To learn how something works in biology, it pays to start really small. Take this research for example: A team that includes Berkeley Lab scientists has identified and mapped the locations of many of the proteins that compose a hair bundle, which is an organelle that sprouts from hair cells in the inner ear.
Their work brings scientists one step closer to learning how hearing and balance function at the molecular scale. In addition, about 100 of the proteins inventoried by the scientists are encoded by genes implicated in deafness. Insights into the roles of these proteins could lead to a more complete understanding of the causes of hearing loss, and how to fight them.
Hair bundles sway to and fro as the eardrum absorbs sound waves. When this happens, hair cells release neurotransmitters that reach the central nervous system. In this way, the faintest mechanical stimulation—such as sound waves from a pin dropping—is translated into something we hear.
As recently reported, scientists from Oregon Health & Science University used quantitative mass spectrometry to identify more than 1100 proteins in hair bundles obtained from embryonic chicks. Some of the proteins were present in very small numbers, while other proteins such as actin were present by the hundreds of thousands. In all, 336 proteins were present in hair bundles in significant numbers.

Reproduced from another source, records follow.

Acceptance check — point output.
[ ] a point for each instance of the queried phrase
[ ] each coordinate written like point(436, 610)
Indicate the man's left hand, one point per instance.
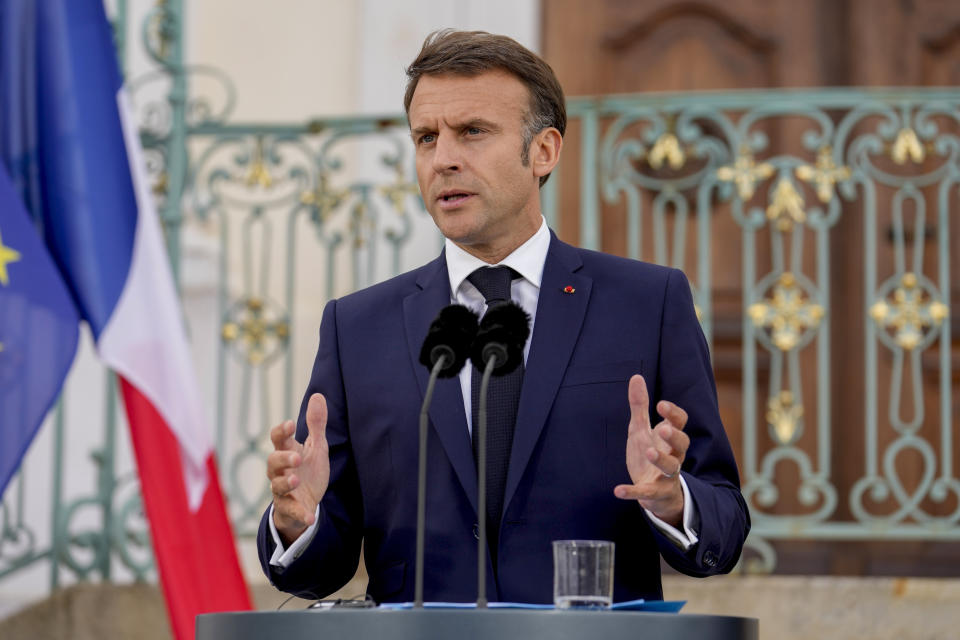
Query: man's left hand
point(654, 456)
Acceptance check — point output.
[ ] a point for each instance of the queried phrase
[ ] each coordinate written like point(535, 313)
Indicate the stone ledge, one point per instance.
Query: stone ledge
point(788, 607)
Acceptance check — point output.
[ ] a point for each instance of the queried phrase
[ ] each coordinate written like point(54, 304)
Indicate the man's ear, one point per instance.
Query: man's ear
point(545, 151)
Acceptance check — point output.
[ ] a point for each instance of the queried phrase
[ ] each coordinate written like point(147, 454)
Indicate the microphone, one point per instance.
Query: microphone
point(444, 352)
point(450, 336)
point(497, 350)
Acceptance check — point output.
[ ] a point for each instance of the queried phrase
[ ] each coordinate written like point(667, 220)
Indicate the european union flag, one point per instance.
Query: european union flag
point(38, 330)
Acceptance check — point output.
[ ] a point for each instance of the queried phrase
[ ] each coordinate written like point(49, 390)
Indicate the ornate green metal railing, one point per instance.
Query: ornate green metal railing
point(761, 197)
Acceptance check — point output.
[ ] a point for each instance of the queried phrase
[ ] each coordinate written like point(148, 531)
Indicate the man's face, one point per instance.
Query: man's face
point(468, 133)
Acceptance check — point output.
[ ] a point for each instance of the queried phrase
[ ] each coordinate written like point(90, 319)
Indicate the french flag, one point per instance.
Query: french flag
point(72, 150)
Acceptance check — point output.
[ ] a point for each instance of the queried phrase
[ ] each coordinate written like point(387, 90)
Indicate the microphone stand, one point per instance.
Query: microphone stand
point(481, 428)
point(422, 479)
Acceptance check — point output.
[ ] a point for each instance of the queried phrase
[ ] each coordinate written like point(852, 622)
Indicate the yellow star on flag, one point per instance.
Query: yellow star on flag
point(7, 255)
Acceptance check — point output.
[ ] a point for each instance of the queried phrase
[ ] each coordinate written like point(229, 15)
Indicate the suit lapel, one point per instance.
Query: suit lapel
point(559, 318)
point(446, 411)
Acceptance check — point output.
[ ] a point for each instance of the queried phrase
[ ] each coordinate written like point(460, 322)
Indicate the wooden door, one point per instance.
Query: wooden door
point(600, 47)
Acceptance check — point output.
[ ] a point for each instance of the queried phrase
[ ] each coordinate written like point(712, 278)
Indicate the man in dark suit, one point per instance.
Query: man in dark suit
point(580, 450)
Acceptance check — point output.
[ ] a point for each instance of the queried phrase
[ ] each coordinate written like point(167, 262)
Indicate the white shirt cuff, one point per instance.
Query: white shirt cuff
point(284, 558)
point(684, 539)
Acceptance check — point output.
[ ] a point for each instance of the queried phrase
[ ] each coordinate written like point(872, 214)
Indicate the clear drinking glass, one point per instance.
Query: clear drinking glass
point(582, 574)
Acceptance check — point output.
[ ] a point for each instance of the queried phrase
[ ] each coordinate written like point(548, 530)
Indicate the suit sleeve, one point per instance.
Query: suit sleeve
point(685, 377)
point(331, 558)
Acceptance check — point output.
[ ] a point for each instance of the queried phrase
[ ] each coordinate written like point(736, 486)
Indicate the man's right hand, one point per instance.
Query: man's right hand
point(299, 473)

But where are these proteins located and what is their role in hearing? Fortunately, answering this question is made easier because the hair bundle is a well-defined organelle with a very specialized function. This means that scientists can get a pretty good idea of a protein’s function by determining its precise location.
With this in mind, Berkeley Lab scientists led by Manfred Auer of the Life Sciences Division used three-dimensional electron tomography to image stereocilia, which are hair-like protrusions that make up hair bundles. Stereocilia are themselves composed of actin filaments that are linked to each other and to the surrounding membrane. The images allowed the scientists to tally the number of actin filaments, cross-linkers, and actin-membrane linkers. It also allowed the scientists to map their positions.
“The two approaches—quantitative proteomics and structural 3-D imaging—independently yielded protein abundance estimates that were remarkably similar,” says Auer. “This demonstrates how imaging can be combined with proteomics to yield mechanistic insights into how biological systems work.”
The scientists next want to map the locations of the 100 or so proteins encoded by genes that are associated with deafness. By combining electron tomography with fluorescent labeling, they can determine the exact positions of these proteins and thus determine their likely function. Knock-out studies can also reveal changes in their architectural organization. This will enable scientists to study the pathogenesis of hearing loss and deafness at a molecular level, which could guide the development of effective therapies.